Down with the Daffodils!

May 03, 1994|By GEOFFREY W. FIELDING

City Hall budget cuts may yet save Baltimore's magnificent spring display of daffodils -- a species in danger not from pests or poisons, but from politicians.

Nothing brightens Baltimore more in springtime than the masses of daffodils which, over the years, have been planted in public places by Beautiful Baltimore, Inc. As faithful as the swallows that return to Capistrano, the daffodils push up their golden heads to greet the spring -- and visitors to the city.

Beautiful Baltimore, founded some 20 years ago by Francis Rackemann, one-time garden editor for The Evening Sun, initially planted thousands of daffodils along the highways leading into Baltimore. Included were the Baltimore-Washington Expressway, Hanover and Potee streets where they enter the city from the south, and Pulaski Highway.

Added later were Northern Parkway, Jones Falls Expressway, Loch Raven Boulevard, North and Mt. Royal avenues, Butchers Hill, Rosemont, Union, LaFayette and Franklin squares, Sinclair Lane and Moravia avenue, and various city parks.

At least 135,000 daffodil bulbs have gone into the ground over the years through the efforts of Beautiful Baltimore.

Given a normal chance, a single daffodil bulb will become, in a few seasons, a clump of several bulbs,with numerous flowers. Thus, bulbs planted several inches apart become a solid mass of golden yellow each spring.

That is, if given a chance.

The bulbs need time to develop and replenish after the enervating spring display. That means the green leaves must remain on the plants for about six weeks after the bloom. This allows the bulb to regain its strength and create bulblets, which will eventually grow big enough to flower.

''No leaves should be removed until the foliage has turned a yellowish-brown and has died down,'' says ''America's Garden Book,'' written in 1967 by James and Louise Bush-Brown. ''The vigor of the bulbs will be seriously affected if the foliage is removed while still green.
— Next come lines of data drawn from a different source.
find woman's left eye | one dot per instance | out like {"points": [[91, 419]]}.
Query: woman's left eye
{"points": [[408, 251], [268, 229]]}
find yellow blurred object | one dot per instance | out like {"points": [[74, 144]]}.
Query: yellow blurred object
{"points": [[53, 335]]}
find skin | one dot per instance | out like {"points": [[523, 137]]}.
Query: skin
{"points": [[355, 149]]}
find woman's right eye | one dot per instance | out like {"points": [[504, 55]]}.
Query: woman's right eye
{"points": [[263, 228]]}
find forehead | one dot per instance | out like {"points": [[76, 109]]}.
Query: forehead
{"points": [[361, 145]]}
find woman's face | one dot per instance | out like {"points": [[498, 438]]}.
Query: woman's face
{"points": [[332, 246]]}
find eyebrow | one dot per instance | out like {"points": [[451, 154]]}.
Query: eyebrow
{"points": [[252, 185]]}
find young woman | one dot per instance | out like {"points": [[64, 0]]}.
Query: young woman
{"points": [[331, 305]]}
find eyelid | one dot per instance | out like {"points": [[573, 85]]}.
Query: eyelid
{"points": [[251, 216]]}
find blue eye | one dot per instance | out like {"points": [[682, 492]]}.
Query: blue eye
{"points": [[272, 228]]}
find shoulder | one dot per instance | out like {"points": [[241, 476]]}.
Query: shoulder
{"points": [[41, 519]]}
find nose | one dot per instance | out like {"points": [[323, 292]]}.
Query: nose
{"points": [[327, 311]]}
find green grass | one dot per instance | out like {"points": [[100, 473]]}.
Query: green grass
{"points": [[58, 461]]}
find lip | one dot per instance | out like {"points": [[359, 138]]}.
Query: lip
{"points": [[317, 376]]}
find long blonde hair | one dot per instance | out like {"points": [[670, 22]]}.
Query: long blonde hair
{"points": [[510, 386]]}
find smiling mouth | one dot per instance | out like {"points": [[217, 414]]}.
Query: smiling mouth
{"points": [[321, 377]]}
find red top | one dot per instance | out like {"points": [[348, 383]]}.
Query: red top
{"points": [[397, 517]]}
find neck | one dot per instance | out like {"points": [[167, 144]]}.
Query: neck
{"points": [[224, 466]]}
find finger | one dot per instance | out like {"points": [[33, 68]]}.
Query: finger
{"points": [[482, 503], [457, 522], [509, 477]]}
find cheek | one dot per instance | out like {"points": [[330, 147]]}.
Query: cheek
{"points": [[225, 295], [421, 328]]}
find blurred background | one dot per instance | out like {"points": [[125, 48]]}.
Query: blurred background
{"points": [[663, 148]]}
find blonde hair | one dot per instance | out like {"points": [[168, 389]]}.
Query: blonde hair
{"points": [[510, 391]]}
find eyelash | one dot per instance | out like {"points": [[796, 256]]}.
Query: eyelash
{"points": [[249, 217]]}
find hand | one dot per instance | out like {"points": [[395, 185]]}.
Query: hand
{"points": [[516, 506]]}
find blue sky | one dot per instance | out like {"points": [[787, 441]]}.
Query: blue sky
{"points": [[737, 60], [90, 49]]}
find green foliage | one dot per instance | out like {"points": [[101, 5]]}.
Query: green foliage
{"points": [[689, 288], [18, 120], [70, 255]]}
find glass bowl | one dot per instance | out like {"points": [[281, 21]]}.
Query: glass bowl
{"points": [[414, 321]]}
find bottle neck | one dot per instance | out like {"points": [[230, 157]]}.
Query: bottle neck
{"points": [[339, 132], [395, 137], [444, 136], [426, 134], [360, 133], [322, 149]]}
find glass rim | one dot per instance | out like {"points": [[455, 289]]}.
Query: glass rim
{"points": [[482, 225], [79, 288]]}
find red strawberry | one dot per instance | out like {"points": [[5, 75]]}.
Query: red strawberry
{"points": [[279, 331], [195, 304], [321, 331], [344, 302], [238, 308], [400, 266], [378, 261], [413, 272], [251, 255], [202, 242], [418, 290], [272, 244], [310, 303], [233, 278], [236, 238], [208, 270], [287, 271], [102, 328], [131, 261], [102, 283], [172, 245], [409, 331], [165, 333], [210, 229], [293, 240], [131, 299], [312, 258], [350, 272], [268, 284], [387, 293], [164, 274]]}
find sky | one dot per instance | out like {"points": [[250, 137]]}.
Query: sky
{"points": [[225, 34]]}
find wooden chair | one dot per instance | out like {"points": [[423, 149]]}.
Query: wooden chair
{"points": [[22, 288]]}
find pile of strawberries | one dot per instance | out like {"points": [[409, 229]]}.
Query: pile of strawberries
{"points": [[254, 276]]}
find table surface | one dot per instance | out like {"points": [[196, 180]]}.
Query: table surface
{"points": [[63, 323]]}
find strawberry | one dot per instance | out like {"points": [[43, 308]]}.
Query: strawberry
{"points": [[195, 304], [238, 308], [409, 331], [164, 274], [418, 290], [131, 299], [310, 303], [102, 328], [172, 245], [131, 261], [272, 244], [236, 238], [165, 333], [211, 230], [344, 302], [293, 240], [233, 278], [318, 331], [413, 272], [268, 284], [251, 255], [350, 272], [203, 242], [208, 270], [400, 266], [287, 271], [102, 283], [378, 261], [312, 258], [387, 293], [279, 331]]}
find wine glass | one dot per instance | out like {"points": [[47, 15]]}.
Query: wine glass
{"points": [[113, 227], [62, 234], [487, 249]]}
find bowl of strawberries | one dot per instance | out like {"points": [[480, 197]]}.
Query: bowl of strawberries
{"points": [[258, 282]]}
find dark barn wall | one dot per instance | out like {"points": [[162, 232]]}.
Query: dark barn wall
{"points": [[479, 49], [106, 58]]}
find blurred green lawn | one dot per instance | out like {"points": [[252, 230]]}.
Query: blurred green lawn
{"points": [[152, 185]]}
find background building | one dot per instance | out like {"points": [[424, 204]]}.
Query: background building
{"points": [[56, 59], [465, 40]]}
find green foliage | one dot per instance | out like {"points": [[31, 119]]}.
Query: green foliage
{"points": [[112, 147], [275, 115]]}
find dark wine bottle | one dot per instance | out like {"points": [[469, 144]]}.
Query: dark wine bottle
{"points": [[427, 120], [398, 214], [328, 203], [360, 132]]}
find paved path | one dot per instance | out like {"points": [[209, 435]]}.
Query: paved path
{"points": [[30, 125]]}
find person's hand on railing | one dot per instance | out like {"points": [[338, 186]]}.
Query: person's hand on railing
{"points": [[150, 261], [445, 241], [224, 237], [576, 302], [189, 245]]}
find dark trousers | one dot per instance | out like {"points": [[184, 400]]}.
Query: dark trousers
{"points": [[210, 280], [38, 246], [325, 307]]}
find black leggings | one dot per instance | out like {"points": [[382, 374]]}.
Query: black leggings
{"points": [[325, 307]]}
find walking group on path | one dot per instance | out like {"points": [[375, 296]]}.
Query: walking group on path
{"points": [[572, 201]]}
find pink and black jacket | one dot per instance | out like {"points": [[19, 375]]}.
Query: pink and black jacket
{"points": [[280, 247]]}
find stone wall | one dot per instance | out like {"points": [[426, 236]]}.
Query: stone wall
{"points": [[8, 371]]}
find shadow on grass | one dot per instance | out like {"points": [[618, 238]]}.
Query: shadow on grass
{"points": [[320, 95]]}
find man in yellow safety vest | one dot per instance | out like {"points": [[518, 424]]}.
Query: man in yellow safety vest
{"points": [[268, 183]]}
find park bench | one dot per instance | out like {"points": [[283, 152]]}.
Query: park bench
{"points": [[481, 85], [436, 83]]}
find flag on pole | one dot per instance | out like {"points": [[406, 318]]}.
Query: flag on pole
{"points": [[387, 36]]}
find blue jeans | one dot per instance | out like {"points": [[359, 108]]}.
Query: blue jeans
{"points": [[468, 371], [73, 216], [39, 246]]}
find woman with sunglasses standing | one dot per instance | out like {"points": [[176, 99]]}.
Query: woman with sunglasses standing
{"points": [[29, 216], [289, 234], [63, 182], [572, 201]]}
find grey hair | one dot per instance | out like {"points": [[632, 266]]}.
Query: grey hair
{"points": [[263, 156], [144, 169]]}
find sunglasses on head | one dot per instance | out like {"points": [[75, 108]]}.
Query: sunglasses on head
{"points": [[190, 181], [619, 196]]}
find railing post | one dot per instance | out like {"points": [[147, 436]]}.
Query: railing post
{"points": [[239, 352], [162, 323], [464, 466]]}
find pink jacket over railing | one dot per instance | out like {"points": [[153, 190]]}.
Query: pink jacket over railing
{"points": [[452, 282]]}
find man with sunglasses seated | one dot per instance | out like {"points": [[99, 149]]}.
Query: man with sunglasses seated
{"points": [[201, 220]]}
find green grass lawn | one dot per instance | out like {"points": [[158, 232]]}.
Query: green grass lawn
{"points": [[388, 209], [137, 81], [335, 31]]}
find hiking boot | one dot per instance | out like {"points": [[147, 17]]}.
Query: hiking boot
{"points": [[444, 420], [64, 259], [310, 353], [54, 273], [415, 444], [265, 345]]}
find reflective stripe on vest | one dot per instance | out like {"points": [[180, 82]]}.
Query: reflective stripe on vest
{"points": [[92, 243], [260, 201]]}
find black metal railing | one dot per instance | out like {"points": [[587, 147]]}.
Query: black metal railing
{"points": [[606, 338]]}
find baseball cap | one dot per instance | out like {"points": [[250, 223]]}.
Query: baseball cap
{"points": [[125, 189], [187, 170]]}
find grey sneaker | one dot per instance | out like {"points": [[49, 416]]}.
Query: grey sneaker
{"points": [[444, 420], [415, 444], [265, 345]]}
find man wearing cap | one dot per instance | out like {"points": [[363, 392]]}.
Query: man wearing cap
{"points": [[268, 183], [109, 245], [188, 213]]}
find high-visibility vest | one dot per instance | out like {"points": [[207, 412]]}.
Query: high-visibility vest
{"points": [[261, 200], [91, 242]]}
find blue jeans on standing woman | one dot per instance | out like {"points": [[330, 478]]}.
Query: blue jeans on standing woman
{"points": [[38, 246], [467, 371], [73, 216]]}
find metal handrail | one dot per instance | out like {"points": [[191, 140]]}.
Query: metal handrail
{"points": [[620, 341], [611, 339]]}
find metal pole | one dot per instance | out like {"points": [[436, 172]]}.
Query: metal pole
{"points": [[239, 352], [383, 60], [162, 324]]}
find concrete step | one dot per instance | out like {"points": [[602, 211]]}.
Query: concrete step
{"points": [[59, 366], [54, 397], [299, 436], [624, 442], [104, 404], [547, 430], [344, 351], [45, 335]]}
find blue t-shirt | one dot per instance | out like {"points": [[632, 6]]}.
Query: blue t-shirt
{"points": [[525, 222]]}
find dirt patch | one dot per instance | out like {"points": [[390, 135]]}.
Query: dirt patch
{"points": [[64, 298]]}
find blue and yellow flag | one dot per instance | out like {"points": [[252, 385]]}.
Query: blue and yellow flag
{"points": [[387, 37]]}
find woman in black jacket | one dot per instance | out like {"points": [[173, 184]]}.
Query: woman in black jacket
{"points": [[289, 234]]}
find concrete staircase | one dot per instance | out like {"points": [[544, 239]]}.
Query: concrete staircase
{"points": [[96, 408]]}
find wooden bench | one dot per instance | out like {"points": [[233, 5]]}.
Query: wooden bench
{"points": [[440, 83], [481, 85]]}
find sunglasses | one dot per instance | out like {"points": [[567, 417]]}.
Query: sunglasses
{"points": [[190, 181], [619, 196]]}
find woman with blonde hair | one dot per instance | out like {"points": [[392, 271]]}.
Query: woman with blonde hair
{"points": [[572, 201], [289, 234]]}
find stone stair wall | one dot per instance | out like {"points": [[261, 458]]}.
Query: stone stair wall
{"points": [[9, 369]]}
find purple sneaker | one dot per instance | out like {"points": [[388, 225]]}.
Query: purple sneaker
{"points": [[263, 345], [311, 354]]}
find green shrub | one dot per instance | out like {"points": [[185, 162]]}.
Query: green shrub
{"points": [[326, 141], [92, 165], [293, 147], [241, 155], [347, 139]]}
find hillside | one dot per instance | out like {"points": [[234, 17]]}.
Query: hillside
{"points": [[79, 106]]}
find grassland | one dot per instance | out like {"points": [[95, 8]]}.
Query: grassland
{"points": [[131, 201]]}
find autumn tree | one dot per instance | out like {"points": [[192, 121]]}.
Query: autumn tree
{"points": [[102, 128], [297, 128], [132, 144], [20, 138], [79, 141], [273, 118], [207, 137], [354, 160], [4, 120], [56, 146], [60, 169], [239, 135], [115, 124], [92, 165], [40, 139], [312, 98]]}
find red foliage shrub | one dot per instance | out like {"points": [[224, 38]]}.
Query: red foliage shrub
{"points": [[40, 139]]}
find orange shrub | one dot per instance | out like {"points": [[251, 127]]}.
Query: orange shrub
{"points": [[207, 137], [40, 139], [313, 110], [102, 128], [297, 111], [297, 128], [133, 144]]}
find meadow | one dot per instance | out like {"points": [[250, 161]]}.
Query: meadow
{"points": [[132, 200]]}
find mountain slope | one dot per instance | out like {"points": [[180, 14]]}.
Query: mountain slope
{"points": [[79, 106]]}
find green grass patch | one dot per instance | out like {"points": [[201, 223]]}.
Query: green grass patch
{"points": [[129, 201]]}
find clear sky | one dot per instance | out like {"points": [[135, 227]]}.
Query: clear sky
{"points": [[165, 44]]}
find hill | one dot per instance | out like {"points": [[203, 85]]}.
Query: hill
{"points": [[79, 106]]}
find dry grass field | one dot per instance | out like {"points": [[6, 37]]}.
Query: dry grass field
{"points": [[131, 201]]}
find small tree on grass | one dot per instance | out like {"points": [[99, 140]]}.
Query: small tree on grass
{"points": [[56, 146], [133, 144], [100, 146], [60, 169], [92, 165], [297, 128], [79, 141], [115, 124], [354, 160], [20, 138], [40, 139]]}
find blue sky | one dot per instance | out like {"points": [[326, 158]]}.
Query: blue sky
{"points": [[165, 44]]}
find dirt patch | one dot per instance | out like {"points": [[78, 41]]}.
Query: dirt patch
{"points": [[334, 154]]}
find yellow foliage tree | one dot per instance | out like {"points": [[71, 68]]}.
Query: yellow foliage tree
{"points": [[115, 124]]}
If the bulbs have been planted in an area of sod, the grass should not be cut until the foliage of the bulbs has matured.''

Last year, much to the consternation of Beautiful Baltimore, city mowing teams went through beds of daffodils, weeks before the leaves had ripened, and slashed them down. The Recreation and Parks Department mowed the areas designated as park land, HTC and the Department of Public Works groomed the highway median strips.

Representatives of both departments say they were ordered ''by downtown,'' to mow the offending daffodils, apparently to improve the appearance of the city for Preakness Week.

The expression ''downtown'' points to City Hall, and City Hall probably means the mayor, who last year complained about unkempt areas of city parks. More recently, at a Board of Estimates meeting, he said, ''I don't like the Don King look.''

In recalling what happened last year, Bernie Cohen, of the Department of Public Works, says that he had a crew mowing on Loch Raven Boulevard. They had been ordered not to touch the daffodils. However, a minister who lives nearby berated the men for not mowing down the offending leaves. He told them they were not doing their job and would call downtown.

''The result was,'' said Mr. Cohen, ''we were ordered to cut them.''

Earlier this year orders went out that the daffodils had to be cut back after five weeks. But daffodils relate to the weather, not the calendar. The cold winter this year meant later blooms, and though the blooming period is over now, the daffodils will not be ripe for cutting until at least June 1.

But the calendar is against the flowers. Preakness Week starts ++ May 14. The race runs May 21. The mayor wants the city tidy for the Preakness. The Preakness losers will be the people of Baltimore if daffodils disappear.

Planting daffodils in a city whose government insists on chopping them down is a Sisyphean task. On average, 8,000 daffodils go into the ground each fall. Each spring they bloom, but they won't if the city chops them down too soon. Should the people of Baltimore sacrifice weeks of spring beauty for one day in May?

Geoffrey W. Fielding is a Baltimore free-lance writer.